Our New Research series presents recently published reports submitted by scholars who have received stipends from RAC to pursue their studies using our archival collections. In this month’s edition of the series, the authors have used the records of the Medical Letter, the Rockefeller Foundation, and the Rockefeller University, along with the papers of Donald R. Griffin and Detlev W. Bronk.
Rachel Meach is a Wellcome Trust Ph.D. student at the University of Strathclyde in Glasgow, Scotland. Her research on the history of diabetes treatments brought her to the Rockefeller Archive Center, where the editorial records of the pharmacology journal, The Medical Letter on Drugs and Therapeutics, are located. In these records, she explored the controversies surrounding the first oral medication for type-2 diabetes, tolbutamide, was developed in the 1950s. Medical trials for this drug were made by the University Group Diabetes Program, a multi-institutional project. These trials created a swirl of controversy and were halted early due to indications of increased morbidity in the test group. The Medical Letter records reveal that this decision led to acrimonious debate within the medical community of diabetes specialists, as it inflamed the divisions between those who preferred to concentrate on diet and behavior modification for mild diabetes and those who focused on pharmaceutical solutions to the disease. Rachel Meach observes that the debate continued until the 1970s, replete with congressional hearings, FBI investigations, and court rulings. Ironically, the debate on the value (or danger) of this drug was never actually settled, as the patent expired, and it was overtaken by newer generation of drugs for diabetes treatment.

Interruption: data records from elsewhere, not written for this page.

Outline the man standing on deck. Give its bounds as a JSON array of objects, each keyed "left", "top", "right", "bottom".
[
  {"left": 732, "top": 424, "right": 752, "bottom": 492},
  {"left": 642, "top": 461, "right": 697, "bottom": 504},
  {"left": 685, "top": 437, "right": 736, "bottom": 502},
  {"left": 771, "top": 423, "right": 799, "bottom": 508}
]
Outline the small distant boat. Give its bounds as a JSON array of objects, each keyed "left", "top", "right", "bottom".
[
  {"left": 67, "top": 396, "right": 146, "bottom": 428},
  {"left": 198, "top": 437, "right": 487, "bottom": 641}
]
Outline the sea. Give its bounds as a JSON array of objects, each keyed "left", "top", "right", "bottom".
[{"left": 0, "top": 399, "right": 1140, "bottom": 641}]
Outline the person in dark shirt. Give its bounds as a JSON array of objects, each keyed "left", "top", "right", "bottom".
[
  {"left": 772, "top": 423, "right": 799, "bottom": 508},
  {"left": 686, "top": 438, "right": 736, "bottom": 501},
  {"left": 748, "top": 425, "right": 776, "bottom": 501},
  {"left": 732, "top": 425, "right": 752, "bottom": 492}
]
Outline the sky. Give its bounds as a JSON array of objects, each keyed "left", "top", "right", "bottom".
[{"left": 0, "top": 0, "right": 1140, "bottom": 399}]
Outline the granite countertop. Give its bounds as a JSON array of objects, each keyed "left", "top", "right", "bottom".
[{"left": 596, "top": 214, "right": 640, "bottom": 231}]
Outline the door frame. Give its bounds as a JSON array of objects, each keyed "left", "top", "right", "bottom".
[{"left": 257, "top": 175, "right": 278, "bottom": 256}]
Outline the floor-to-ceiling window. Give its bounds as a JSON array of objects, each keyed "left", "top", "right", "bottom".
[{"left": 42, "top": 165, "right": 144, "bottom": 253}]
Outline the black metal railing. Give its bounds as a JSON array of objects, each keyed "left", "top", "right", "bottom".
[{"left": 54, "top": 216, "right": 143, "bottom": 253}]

In “Beyond Eradication: Scientific Partnerships in Brazil and the Malaria Service of the Northeast,” Gabriel Lopes focuses on an interesting episode in Brazilian public health history. In the 1930s, a new malaria-spreading mosquito from Africa suddenly showed up in northeast Brazil. This dangerous disease vector’s arrival complicated an already-difficult situation in the country’s campaign to eradicate malaria. Dr. Lopes’s report presents how scientists from the Rockefeller Foundation’s International Health Division collaborated closely with Brazilian entomologists first, to understand the natural history of Anopheles gambiae and then, to work to eliminate it from the country. The documentation he found in the archives has been critical for his research on these efforts. He notes that these findings help recalibrate our understanding of the transnational role of entomologists conducting fieldwork in the swamps and ditches to confront Brazil’s public health challenges. Gabriel Lopes is a postdoctoral researcher at the Fundação Oswaldo Cruz in Rio de Janeiro and has written extensively on the impact, implications, and history of A. gambiae’s accidental introduction to Brazil.
Since the RAC’s opening in 1975, many scholars have used the records of the Rockefeller Foundation for their studies of what is regularly called the “Green Revolution” of the postwar era and the role that philanthropy has played in its development. Much of this research has focused on the innovations and impact of new seed strains and technologies on food production or, more broadly, on the global implications of these endeavors. In her research report, Gabriela Soto Laveaga concentrates on different aspects of the RF’s activities in this arena. “Designing Agricultural Programs in Mexico and India: Challenges, Successes, and Missed Opportunities” looks at the impact of these developments on domestic science and rural development in Mexico. Her report also discusses how the RF, trying to build on its experiences in Mexico for new agricultural initiatives in India, discovered that its assumptions did not necessarily match up with local conditions and needs or with the government’s perspective on its efforts. Gabriela Soto Laveaga is a professor of the history of Science and the Antonio Madero Professor for the Study of Mexico at Harvard University.
In “Donald Redfield Griffin, American Zoologist: Report on Archival Research,” Richard Nash brings to readers’ attention the fascinating intellectual journey of zoologist Donald R. Griffin. His report highlights his broader study of Griffin, the focus of his 2016 dissertation from Johns Hopkins University. Nash points out that Griffin was a key figure in twentieth-century animal behavior and sensory physiology research. Dr. Griffin had coined the term “echolocation” to describe bats’ ability to use ultrasound to navigate at night. Griffin also made important contributions to our understanding of the mechanisms of bird migration. However, as a shock to the scientific community, this well-respected researcher broached a taboo topic with the 1976 publication of his book, The Question of Animal Awareness. In it, he presented an argument supporting scientific research in animal consciousness. Dr. Nash learned through his thorough review of Donald Griffin’s papers at RAC, that this new direction was a not a sudden change of interest for Griffin. Instead, he was able to trace that for Griffin this was a gradual intellectual process in which he was ready to push the boundaries of scientific methodology into what he deemed as worthy, yet unexplored, areas of inquiry. Richard Nash connects Griffin’s intellectual re-orientation with a new research venue that supported his interests – the readiness of the newly redefined Rockefeller University, under the leadership of President Detlev Bronk, to encourage the crossing of traditional discipline boundaries to foster interdisciplinary research.